- Sire: Vulgan
- Grandsire: Sirlan
- Dam: Turkish Tourist
- Damsire: Turkhan
- Sex: Gelding
- Foaled: 1962
- Country: United Kingdom
- Colour: Bay
- Breeder: F. D. Farmer
- Owner: Tony Chambers
- Trainer: Fred Rimell

Major wins
- Mackeson Gold Cup (1969 and 1971) Grand National (1970)

= Gay Trip =

British-bred Thoroughbred racehorse

Gay Trip was a racehorse noted for winning the 1970 Grand National.

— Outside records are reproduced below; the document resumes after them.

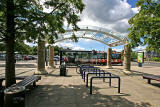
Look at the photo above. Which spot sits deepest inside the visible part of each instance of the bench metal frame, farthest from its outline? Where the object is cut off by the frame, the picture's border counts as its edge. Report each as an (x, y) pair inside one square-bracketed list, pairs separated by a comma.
[(99, 75), (93, 69), (91, 80), (151, 77), (97, 71)]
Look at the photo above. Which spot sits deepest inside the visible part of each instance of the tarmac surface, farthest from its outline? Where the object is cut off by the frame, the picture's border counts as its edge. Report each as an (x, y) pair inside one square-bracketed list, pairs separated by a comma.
[(70, 91)]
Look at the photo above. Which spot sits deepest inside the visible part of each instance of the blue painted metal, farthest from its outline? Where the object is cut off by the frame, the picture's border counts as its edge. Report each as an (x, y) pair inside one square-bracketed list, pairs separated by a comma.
[(105, 77)]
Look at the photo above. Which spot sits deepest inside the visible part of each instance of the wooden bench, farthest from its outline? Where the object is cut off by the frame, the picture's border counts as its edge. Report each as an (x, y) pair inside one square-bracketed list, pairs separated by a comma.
[(115, 76), (28, 81), (150, 77)]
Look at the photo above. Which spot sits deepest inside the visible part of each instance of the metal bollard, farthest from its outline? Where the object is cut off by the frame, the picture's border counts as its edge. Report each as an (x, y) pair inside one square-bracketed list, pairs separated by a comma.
[(62, 70), (1, 97), (15, 96)]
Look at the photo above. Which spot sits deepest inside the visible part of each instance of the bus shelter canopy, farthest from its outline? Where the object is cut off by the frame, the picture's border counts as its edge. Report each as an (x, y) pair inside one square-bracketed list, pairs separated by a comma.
[(99, 34)]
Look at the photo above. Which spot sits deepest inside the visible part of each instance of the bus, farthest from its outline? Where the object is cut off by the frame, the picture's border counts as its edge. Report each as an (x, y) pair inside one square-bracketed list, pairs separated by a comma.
[(73, 57), (100, 58)]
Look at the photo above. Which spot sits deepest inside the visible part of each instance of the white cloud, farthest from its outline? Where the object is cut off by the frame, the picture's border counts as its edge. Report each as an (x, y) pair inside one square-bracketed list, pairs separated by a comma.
[(135, 10), (68, 45), (110, 14), (78, 48), (140, 48)]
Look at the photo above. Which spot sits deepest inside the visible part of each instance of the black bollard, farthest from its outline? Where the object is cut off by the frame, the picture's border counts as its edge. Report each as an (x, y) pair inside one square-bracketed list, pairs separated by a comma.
[(15, 97)]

Gay Trip was a small bay gelding owned by Tony Chambers and trained by Fred Rimell. Formerly a flat racing horse, Gay Trip was switched to National Hunt racing as a five-year-old and won the Mackeson Gold Cup in 1969. In the 1970 Grand National he was ridden by Pat Taaffe after his regular jockey Terry Biddlecombe was ruled out of the race by injury. Gay Trip carried top weight of 11 stones five pounds despite previously never having won a race longer than 2 1/2 miles and started at odds of 15/1 in a field of twenty-eight runners. He took the lead at the second last fence and drew clear to win by twenty lengths.
Since 1970 only Red Rum has won the Grand National carrying top weight.

It was Fred Rimell's third national winner having previously won with E.S.B. and Nicolaus Silver.

In 1972 he finished second in the Grand National, ridden by Biddlecombe.